Genealogical list. Details about the family of Salīm al-Ghazūlī the Levi. Perhaps for the purpose of dividing an inheritance. The wife of Salīm's son Yūsuf is the daughter of Ṭāhir the Deaf, the beadle of Dammūh. Information in part from Goitein's note card.
drafts of poems and a draft of a letter. Attributed to Judah Halevi by Allony. This identification is questioned by Friedman in IB IV/A p. 10-11, n. 37.

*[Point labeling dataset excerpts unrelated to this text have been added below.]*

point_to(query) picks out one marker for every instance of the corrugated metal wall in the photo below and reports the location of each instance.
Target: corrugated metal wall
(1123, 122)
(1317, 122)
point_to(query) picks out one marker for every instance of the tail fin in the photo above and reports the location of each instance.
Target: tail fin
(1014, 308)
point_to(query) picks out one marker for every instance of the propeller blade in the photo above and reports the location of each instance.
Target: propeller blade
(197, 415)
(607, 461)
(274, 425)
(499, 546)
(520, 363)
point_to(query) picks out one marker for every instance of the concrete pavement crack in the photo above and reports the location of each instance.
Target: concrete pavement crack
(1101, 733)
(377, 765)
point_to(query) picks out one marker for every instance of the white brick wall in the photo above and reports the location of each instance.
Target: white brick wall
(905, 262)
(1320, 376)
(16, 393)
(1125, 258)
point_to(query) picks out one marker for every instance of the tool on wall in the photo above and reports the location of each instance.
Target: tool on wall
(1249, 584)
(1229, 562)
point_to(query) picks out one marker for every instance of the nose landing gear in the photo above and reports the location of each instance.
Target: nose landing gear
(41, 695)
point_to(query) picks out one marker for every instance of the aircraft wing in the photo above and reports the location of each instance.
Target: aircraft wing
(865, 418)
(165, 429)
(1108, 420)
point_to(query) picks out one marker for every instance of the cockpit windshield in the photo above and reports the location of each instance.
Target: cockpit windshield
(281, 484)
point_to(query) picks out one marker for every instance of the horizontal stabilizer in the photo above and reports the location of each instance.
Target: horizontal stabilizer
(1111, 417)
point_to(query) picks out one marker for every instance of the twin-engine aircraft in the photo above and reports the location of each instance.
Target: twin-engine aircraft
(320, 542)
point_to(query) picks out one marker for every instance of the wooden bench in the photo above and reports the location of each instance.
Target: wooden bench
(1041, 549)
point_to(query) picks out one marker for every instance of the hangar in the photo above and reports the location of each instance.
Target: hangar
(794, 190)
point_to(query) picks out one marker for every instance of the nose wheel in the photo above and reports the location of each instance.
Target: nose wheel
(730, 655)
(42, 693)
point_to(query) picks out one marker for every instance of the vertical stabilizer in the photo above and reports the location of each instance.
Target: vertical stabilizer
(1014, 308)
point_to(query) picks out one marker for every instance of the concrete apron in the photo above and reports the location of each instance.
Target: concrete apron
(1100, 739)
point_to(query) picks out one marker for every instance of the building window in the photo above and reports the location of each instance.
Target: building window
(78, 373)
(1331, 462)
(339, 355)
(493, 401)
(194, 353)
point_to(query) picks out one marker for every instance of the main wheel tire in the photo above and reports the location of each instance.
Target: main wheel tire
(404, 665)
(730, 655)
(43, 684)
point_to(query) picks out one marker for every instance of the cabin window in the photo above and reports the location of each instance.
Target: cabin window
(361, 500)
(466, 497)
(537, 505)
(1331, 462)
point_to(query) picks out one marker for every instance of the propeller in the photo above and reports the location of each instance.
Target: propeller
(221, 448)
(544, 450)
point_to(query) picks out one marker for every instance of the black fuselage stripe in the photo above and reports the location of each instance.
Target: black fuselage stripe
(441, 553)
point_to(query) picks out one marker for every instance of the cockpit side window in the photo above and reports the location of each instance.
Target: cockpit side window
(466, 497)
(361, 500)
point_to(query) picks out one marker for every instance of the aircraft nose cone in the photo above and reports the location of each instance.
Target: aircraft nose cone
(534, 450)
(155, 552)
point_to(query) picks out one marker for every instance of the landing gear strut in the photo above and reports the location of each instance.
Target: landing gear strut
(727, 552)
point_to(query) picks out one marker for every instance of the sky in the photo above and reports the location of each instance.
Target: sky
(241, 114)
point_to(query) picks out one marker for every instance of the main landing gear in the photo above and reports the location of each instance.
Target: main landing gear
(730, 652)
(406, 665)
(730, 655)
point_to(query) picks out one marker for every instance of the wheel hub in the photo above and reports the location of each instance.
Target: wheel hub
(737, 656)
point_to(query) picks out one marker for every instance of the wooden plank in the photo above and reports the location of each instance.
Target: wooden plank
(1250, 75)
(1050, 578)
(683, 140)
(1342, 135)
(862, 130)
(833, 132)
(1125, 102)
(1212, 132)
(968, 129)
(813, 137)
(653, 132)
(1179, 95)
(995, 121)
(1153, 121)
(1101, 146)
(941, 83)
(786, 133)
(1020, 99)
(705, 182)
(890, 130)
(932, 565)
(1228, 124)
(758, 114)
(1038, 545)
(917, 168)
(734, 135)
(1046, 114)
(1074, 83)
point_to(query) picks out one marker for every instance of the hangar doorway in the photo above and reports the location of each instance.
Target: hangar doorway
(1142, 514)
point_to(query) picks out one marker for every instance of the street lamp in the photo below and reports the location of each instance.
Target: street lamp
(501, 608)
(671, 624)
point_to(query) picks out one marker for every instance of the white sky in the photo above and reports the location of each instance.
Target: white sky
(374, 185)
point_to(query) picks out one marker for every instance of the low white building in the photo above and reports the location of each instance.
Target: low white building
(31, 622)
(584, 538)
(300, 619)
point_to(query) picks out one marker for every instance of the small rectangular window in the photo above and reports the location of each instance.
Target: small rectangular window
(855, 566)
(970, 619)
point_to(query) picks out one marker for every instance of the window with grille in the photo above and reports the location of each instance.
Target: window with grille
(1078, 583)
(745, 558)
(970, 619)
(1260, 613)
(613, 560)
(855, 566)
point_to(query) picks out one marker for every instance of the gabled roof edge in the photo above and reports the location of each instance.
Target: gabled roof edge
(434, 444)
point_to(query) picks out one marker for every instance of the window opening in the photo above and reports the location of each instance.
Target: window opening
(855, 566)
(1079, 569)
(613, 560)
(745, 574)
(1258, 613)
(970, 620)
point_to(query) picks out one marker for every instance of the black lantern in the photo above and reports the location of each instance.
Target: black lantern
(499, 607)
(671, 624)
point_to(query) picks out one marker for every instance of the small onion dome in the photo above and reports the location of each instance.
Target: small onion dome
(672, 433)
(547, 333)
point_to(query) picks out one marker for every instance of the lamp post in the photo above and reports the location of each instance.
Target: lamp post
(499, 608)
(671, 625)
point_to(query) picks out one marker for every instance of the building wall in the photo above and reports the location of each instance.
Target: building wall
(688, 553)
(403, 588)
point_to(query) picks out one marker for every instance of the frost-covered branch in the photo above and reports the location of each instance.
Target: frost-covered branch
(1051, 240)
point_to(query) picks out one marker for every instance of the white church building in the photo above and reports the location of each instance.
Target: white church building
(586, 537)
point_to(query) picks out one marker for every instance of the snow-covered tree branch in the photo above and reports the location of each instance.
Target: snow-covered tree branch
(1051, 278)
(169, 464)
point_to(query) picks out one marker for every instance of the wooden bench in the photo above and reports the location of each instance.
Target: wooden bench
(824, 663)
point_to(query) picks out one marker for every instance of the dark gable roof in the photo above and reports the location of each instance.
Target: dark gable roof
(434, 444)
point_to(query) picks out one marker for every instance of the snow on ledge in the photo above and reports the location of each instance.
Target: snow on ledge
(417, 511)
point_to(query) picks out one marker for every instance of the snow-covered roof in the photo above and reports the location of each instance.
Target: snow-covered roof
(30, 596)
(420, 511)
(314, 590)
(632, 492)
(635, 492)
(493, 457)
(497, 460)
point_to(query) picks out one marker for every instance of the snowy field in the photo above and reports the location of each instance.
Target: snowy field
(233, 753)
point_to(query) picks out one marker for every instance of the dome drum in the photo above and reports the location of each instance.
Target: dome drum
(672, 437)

List of daily building operations/expenditures, ca. probably 1092. Three days are accounted for, in one week of Elul, from Monday the 11th, to Friday the 15th. The parnas who recorded the list probably advanced money of his own, or even resorted to loans, since he lists the sum collected each day and the deficit, which is called salaf (also dawn). 52 dirhams are due on the first, 21 on the second, and 21 on the third day. Then the total weekly deficit of 94 dir. is listed. (Information from Gil, Documents, pp. 224 #37)
Accounts in Judaeo-Arabic.
Accounts in Arabic script and Judaeo-Arabic.
List of payments made by tenants of the Qodesh, ca. 1059. Revenue from rent written in the awkward hand of the parnas Eli ha-Kohen b. Yahya-Hayim. A hajj, i.e. a Muslim who has performed the pilgrimmage to Mecca, is among the tenants. The document is a double sheet taken from a notebook, written only on recto. (Information from Gil, Documents, pp. 222 #36)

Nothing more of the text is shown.